Intercontinental and Harvest will gradually continue renovation at the mostly leased building, which is 91% occupied by a mix of tech, media and banking tenants that includes Swedish tech company Hexagone, the logistics company Clearmetal and Bank of Guam. 

Intercontinental's interest in the Bay Area will likely persist across  property types, Logue said. The company partnered with Harvest in 2016 in the purchase of 60 South Market, a 234K SF Class-A office tower in downtown San Jose. Its partnership (The Key at 12th) with San Francisco-based developer Ellis Partners has already paid dividends as it heads to a 2020 opening: In April, Credit Karma pre-leased 106K SF of the Oakland tower at 1100 Broadway.

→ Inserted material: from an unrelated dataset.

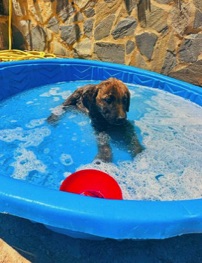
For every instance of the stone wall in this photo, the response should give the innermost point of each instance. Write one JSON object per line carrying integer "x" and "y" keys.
{"x": 160, "y": 35}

The Boston-based company's acquisition of 400 Montgomery is a bet that tenant demand for FiDi space will remain red-hot. Average asking rents for Class-A office space in the district topped $95 per SF in Q2, according to Colliers International

"Combining the historic character of the building with the modern and creative renovated interiors presents a unique combination that will appeal to tenants," Logue said.

Harvest is an Oakland-based developer working primarily through joint ventures across Northern California, like its redevelopment of a 540K SF Sunnyvale office space with Invesco

JLL’s Hanson, Rob Hielscher, Michel Seifer, Cheri Pierce, Kristina Wollan and Michael Manas served as exclusive advisers on the acquisition and recapitalization.